A: My condolences for your loss. You can follow up with your brother regarding beginning the probate administration of the estate. Per Florida law, the last will must be deposited with the clerk of court within 10 days of after receiving notice of death. While any interested party can petition the court to appoint a personal representative for the estate and commence probate proceedings, it is common practice to give the appointed executor some time to hire a probate attorney and begin the process.

Phillip William Gunthert and Seril L Grossfeld agree with this answer

Bruce Alexander Minnick
Bruce Alexander Minnick
Answered
  • Estate Planning Lawyer
  • Tallahassee, FL
  • Licensed in Florida

A: Assuming you are a beneficiary in your father's Last Will you are entitled to haver a copy of it. You should wait for everything else to happen.

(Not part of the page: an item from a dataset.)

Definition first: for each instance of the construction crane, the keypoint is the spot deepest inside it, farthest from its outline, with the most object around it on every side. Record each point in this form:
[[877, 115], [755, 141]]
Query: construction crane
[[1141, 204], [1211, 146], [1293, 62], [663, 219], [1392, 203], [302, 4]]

Phillip William Gunthert agrees with this answer

Phillip William Gunthert
Phillip William Gunthert
Answered
  • Estate Planning Lawyer
  • Orlando, FL
  • Licensed in Florida

A: Very sorry for your loss and the passing of your father, please accept my condolences. Once the probate process commences you will be able to get a copy of the Will from the clerk of the court in the county where your dad lived/where the probate is being filed. As a courtesy, the estate personal representative (if there is one depending on the type of probate filed) or the estate attorney should update you and send you a copy of the Will as a courtesy and or upon request. You should also get information and all documents related to filing, especially a copy of the estate inventory and eventually an accounting, etc. You should also be aware, the estate attorney does not represent you or your interests as a named beneficiary, the attorney is working for the personal representative/probate estate. If you have any doubts or concerns then I would encourage you to have your own attorney that will advise you and answer your questions as issues arise and the probate progresses.